As Seoul becomes Hong Kong of the 1990s, those that loiter, strolling to box-off junctions when crossing the road, standing outside late-night bars at ten-to-two casually smoking, being acutely sure to pocket their cigarette butts and on occasion rubbing their heads and darting into the subway will start to bare more of a public face. As the currently label-conscious youth become disengaged, lost in the banality of mundane television and twenty second diluted news-bites, something will inevitably change; a fluffier government in South Korea, could it be?
Like the United States and Europe, going Saturday-morning-viewing on Homeland Security makes for great Public Relations.
In 2009 the South Korean National Intelligence Agency hosted a game on their website with the aim of teaching children how to (essentially) spot a North Korean covert operative. By comparison, in the early 1980s school children were simply encouraged to take to the mountains with a stick to look for the same thing and call-in any promising results. The reward for a successful hunt was a waver on mandatory military service and a large cash sum.
Those who adhere to the teenage street walkers and meth-peddlers aside, balancing the elements of any true city remains an impossible feat without the use of the “Grey Area”. When so much of a metropolis is untouchable by any conventional means of law enforcement one can only assume that the flip-side of the fraction, those who move amongst the scum, move amongst the ‘innocent’ also.
It is easy to conduct quiet business around those who do not care what the world will bring them that morning; the people who live one day at a time, opposed to those planning the conventional, resume-friendly, family orientated South Korean lifestyle.
What relates the two, the youth and the unseen, is the new generation. As North Korea is headed towards a somewhat historical health-orientated regime-change (as dictated by common sense and an infinite amount of previous Empiric-based case studies), the split between decadence and counter-culture, the choice in a functioning system where money falsely directs class and social standing, plus those who choose not to conform, will start to look elsewhere.

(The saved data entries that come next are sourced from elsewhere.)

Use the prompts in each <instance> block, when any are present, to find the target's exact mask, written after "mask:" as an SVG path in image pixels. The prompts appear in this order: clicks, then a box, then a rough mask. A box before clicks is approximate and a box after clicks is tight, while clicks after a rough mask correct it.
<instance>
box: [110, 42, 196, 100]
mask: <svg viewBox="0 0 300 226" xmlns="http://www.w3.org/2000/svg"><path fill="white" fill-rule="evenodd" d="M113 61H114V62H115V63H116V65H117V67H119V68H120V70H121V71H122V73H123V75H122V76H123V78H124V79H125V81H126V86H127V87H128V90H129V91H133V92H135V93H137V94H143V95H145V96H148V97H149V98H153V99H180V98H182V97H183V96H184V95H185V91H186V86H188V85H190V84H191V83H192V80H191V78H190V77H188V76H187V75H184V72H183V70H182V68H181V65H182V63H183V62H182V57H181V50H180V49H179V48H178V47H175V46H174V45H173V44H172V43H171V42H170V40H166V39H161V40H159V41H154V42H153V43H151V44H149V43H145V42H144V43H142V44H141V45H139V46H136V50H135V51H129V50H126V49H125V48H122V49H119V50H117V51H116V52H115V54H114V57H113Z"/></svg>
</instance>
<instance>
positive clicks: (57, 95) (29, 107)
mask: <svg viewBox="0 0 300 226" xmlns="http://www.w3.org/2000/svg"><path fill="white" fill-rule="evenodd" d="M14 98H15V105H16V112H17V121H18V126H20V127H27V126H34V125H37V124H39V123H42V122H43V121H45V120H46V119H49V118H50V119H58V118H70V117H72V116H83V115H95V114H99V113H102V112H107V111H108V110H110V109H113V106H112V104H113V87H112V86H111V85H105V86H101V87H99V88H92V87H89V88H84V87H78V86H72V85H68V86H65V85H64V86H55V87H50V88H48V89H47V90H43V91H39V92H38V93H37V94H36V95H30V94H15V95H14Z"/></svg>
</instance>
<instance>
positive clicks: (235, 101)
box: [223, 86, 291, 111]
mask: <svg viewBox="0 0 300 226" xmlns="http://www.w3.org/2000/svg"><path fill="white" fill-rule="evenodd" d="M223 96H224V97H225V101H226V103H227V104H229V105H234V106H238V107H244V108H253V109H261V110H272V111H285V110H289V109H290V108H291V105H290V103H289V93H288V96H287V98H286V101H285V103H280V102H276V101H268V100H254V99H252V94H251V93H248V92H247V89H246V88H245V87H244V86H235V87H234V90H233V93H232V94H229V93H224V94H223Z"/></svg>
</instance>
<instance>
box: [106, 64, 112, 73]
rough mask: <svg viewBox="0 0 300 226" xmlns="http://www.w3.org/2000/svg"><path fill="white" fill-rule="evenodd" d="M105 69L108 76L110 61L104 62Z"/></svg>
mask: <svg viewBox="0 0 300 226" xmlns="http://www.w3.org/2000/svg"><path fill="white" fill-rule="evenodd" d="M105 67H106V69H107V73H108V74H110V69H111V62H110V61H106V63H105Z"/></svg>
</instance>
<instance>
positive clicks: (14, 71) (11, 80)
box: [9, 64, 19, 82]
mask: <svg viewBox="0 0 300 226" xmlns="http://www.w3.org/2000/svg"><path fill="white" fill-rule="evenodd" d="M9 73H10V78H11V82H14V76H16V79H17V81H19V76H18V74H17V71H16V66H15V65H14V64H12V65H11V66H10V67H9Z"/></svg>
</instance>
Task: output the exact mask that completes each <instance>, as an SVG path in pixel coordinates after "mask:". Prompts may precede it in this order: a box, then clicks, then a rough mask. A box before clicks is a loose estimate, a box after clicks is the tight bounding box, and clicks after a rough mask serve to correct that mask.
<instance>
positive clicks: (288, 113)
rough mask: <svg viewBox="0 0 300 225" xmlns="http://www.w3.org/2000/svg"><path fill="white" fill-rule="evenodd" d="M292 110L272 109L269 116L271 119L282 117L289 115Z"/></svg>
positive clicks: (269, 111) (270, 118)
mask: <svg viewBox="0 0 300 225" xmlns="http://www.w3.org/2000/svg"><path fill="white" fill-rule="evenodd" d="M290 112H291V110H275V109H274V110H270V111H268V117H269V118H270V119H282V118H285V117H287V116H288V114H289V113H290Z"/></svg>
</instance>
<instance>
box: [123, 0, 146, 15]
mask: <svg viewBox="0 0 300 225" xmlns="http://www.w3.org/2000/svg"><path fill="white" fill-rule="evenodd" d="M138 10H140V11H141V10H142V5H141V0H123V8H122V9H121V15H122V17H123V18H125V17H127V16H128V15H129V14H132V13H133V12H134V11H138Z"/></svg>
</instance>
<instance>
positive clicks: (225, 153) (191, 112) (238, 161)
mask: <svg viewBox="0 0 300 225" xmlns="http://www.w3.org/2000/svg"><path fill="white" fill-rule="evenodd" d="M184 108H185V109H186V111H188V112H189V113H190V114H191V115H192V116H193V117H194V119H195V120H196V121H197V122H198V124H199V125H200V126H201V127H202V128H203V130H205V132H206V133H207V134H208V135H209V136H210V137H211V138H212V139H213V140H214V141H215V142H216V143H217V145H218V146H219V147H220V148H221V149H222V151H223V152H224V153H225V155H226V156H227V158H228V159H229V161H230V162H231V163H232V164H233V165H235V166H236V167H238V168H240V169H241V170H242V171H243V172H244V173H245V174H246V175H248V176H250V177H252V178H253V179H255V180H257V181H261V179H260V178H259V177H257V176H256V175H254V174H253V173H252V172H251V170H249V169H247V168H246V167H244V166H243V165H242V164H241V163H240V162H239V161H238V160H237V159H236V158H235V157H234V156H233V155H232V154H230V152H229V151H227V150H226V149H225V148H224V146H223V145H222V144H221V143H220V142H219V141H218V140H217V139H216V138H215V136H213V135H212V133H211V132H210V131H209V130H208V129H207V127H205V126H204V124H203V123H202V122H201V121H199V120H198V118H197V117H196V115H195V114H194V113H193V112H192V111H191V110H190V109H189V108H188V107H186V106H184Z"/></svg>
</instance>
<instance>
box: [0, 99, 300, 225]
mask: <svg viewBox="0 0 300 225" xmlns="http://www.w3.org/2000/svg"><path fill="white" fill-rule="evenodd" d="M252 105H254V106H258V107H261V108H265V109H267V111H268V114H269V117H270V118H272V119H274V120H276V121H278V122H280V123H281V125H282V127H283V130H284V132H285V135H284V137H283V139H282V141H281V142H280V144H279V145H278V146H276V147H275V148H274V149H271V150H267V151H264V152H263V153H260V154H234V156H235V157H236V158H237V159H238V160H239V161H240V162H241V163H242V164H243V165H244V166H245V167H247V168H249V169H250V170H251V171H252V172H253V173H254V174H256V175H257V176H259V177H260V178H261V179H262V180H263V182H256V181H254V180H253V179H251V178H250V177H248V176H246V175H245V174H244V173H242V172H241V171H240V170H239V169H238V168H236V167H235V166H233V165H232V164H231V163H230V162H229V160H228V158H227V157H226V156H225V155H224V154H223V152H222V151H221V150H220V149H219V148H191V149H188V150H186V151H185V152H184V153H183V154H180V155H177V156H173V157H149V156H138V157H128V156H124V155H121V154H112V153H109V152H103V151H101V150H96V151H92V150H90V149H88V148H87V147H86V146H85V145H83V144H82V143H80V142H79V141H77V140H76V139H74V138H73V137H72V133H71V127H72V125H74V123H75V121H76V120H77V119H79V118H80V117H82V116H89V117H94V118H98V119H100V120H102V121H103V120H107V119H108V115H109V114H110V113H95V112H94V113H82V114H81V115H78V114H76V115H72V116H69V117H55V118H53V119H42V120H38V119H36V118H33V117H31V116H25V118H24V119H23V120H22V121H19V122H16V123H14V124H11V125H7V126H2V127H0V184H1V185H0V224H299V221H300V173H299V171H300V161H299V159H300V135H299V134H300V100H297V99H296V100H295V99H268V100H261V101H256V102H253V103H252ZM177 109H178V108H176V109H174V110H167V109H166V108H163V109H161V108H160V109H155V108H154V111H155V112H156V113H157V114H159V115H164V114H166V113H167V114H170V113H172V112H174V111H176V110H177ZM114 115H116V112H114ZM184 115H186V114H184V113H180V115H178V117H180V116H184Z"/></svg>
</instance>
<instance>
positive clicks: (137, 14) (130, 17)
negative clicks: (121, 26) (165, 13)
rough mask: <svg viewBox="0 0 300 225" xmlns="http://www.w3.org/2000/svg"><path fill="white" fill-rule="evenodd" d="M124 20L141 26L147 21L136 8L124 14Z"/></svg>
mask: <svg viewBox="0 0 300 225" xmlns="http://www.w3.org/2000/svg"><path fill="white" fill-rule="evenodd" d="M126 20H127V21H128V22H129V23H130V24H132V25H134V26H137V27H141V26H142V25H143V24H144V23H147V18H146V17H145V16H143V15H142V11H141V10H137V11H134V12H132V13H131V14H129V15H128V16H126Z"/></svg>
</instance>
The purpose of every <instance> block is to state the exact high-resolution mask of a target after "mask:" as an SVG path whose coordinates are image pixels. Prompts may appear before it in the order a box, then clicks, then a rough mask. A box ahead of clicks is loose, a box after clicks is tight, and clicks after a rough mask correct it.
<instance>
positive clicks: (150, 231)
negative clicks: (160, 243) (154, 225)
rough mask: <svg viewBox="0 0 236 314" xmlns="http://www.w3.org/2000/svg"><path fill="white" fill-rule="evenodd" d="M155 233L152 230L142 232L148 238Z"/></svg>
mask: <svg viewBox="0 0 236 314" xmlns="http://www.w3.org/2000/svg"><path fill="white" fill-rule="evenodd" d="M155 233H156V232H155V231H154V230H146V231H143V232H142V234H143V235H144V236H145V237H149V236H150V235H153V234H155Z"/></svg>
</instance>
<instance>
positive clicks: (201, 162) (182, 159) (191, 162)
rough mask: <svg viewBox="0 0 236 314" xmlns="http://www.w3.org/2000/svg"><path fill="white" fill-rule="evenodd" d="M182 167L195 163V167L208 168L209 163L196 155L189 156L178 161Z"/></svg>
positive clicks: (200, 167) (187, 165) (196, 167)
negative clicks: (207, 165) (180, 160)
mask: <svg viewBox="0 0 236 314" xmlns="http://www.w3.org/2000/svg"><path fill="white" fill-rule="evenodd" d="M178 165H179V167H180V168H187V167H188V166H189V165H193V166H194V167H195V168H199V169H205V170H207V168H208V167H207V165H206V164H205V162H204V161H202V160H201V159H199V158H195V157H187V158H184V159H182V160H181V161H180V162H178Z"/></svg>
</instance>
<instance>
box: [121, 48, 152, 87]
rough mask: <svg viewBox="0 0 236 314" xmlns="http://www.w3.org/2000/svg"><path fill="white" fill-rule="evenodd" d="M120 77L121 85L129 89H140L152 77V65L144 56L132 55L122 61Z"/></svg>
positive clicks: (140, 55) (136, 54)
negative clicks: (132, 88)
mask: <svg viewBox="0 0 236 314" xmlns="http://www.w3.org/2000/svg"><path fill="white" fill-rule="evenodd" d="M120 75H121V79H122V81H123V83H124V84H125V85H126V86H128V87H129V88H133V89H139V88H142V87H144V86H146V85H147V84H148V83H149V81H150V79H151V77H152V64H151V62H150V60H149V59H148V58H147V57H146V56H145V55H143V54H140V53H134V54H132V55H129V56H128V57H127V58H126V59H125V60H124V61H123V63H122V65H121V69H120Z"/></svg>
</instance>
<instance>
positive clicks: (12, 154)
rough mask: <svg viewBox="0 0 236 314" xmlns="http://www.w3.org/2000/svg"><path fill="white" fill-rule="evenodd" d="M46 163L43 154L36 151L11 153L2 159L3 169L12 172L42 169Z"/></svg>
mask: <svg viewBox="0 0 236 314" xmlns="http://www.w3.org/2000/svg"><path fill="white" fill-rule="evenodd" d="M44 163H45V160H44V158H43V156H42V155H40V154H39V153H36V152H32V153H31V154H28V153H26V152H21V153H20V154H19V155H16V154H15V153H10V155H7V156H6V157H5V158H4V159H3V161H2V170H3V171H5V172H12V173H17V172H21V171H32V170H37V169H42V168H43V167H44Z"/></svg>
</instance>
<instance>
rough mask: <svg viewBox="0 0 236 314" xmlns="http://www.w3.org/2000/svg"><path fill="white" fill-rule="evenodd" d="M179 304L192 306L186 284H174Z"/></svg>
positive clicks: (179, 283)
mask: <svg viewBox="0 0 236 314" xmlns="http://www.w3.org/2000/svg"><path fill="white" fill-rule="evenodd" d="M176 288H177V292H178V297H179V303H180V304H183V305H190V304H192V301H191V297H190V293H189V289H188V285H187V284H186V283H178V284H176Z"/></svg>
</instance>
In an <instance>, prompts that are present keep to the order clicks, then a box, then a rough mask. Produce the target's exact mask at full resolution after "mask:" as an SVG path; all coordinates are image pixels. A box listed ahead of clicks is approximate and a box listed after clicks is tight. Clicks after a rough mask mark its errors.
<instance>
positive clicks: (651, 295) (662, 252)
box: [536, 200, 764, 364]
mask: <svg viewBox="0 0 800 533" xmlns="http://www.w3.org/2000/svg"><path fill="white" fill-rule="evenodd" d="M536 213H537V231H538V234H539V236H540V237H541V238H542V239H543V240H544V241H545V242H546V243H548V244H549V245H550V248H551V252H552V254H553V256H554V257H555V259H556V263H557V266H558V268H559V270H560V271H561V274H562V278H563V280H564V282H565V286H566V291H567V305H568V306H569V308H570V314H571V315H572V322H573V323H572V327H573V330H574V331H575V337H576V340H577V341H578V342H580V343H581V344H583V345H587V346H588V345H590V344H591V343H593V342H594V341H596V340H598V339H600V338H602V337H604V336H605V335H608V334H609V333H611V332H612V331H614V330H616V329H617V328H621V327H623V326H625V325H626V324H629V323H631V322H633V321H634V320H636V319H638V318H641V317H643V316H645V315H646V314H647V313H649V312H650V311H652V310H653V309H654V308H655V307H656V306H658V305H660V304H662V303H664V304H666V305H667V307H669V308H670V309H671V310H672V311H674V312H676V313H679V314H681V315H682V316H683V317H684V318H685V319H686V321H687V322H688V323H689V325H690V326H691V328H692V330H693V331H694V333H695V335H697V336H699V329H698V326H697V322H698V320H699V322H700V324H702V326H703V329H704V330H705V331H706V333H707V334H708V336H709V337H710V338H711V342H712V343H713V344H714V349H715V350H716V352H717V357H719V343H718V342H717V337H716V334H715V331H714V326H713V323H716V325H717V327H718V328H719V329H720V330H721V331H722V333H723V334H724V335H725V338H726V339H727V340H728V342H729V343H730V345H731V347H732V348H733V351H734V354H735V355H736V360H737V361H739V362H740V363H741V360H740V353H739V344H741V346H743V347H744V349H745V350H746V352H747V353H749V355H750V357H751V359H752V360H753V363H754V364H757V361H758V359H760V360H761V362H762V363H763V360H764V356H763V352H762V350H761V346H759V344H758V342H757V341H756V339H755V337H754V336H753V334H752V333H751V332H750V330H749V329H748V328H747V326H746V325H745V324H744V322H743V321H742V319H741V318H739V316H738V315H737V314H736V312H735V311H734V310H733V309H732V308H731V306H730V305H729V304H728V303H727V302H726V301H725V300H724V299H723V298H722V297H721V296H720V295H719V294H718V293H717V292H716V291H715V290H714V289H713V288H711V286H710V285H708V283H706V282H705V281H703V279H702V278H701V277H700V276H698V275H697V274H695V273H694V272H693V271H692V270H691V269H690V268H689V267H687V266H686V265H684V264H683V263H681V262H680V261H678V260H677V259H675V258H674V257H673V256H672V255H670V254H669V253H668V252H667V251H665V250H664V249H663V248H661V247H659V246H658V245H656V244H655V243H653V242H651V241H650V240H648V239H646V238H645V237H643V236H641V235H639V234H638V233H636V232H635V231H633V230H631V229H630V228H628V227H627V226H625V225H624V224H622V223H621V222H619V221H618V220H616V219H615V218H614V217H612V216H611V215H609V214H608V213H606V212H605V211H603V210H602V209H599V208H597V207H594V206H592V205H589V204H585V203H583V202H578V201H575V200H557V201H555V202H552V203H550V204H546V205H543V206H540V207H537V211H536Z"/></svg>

After the fall of the Soviet Union, twenty-odd countries suddenly lacked unanimous direction. Since the fall of the common enemy and the Cold War, government world wide focused on padding close-to-home issues. This required an interaction with the people. This interaction came in the form of comfortable existence and easy access privileges.
Keeping the people dumb, double-bluffing x-billion individuals into thinking that they know what is going on and pulling a fast one elsewhere has become the staple of standard operating procedures.
Seoul is coming hard, messy and fast into this category.
What the youth will see is something their elders, those who are slowly falling from the loop and the moment, have never had the chance to see because on the whole, they were never aware of the choice of ignorance. Instead their elders had the thing in view that one can see when one consciously has nothing to look at — everything.
Cases of clinical depression amongst the young are on the rise. Those who feel alienated will inevitably turn away. In amongst the useless drifting mud will be the bright ones and they will change something in a way that has not yet happened here.
It may, or may not, be pretty. Though fuck knows what it is that they will change.